In order to test the scalability and performance of the deployed system using test cases which are derived from the typical pattern of storage utilization. The tools used for testing are standard software widely used for this purpose such as: iozone and/or dd for block storage and specific benchmarking tools like Cosbench, swift-bench and ssbench for the object storage. Using different tools for testing the file-system and comparing their results with the observation of the real test case, is also a good possibility for testing the reliability of the benchmarking tools.
Throughput tests have been planned and conducted on the two system configurations in order to understand the performance of both storage solutions and its impacts to applications aiming at achieving the better SLA and end-users experience.
Implementing our cloud platform, we focused also on providing transparent access to data using standardized protocols (both de-iure and de-facto standards). In particular, Amazon-compliant S3 and the CDMI (Cloud Data Management Interface) interfaces have been installed on top of the Swift Object Storage in order to promote interoperability also at PaaS/SaaS levels.
Data is important for businesses of all sizes. Therefore, one of the most common user requirement is the possibility to backup data in order to minimize their loss, stay compliant and preserve data integrity. Implementing this feature is particularly challenging when the users come from the public administrations and the scientific communities that produce huge quantities of heterogeneous data and/or can have strict constraints.
An interesting feature of the Swift Object Storage is the geographic replica that can be used in order to add a disaster-recovery feature to the set of data and services exposed by our infrastructure.
Also Ceph provides a similar feature: the geo-replication through RADOS gateway.

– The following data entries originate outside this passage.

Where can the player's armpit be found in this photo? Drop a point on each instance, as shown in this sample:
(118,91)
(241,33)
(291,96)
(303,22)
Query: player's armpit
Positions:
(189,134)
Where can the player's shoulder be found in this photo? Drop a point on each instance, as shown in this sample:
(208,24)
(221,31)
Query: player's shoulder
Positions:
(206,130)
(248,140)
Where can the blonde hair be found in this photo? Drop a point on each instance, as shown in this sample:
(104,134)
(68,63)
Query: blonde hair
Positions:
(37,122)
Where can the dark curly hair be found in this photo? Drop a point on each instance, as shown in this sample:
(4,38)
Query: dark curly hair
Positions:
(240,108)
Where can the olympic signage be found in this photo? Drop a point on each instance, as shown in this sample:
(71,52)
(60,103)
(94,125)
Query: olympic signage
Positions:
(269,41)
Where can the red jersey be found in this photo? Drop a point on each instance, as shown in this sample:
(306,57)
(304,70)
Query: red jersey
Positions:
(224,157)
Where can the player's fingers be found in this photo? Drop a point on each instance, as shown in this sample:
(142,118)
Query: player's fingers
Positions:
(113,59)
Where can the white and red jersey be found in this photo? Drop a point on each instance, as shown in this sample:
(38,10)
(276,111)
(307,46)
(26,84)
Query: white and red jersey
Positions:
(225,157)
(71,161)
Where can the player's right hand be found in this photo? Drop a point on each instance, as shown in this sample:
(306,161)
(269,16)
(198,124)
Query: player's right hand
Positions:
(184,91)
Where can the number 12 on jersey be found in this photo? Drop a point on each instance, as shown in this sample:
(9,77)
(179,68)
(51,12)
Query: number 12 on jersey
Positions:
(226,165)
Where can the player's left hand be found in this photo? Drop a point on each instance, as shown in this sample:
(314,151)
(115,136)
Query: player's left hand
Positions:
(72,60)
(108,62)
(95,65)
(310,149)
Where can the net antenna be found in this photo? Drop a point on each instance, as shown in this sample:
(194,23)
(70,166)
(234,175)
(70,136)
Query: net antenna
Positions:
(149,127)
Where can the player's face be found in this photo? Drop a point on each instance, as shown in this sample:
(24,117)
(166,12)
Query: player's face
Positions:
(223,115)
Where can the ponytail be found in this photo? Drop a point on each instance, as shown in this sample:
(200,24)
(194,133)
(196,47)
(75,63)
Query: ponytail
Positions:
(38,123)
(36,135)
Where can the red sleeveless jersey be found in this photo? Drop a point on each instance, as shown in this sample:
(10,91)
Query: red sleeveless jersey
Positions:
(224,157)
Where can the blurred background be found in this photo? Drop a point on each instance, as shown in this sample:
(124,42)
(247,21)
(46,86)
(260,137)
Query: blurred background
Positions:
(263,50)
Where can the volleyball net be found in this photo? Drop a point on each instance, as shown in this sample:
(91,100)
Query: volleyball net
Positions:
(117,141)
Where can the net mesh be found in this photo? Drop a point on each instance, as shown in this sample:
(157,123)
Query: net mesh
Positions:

Therefore, we have installed and configured both a Swift global cluster and a Ceph federated cluster, distributed on three different geographic sites. Results of the performance tests conducted on both clusters are presented along with a description of the parameters tuning that has been performed for optimization. The different replication methods implemented in the two middlewares, Swift and Ceph, are compared in terms of network traffic bandwidth, cpu and memory consumption.
Another important aspect we are taking care of is the QoS (Quality of Service) support, i.e. the capability of providing different levels of storage service optimized wrt the user application profile. This can be achieved defining different tiers of storage and setting parameters like how many I/Os the storage can handle, what limit it should have on latency, what availability levels it should offer and so on.
Our final goal is also to set-up a (semi-)automated system that is able of self-optimising. Therefore we are exploring the cache tiering feature of Ceph, that handles the migration of data between the cache tier and the backing storage tier automatically. Results of these testing activities will be shown too in this presentation.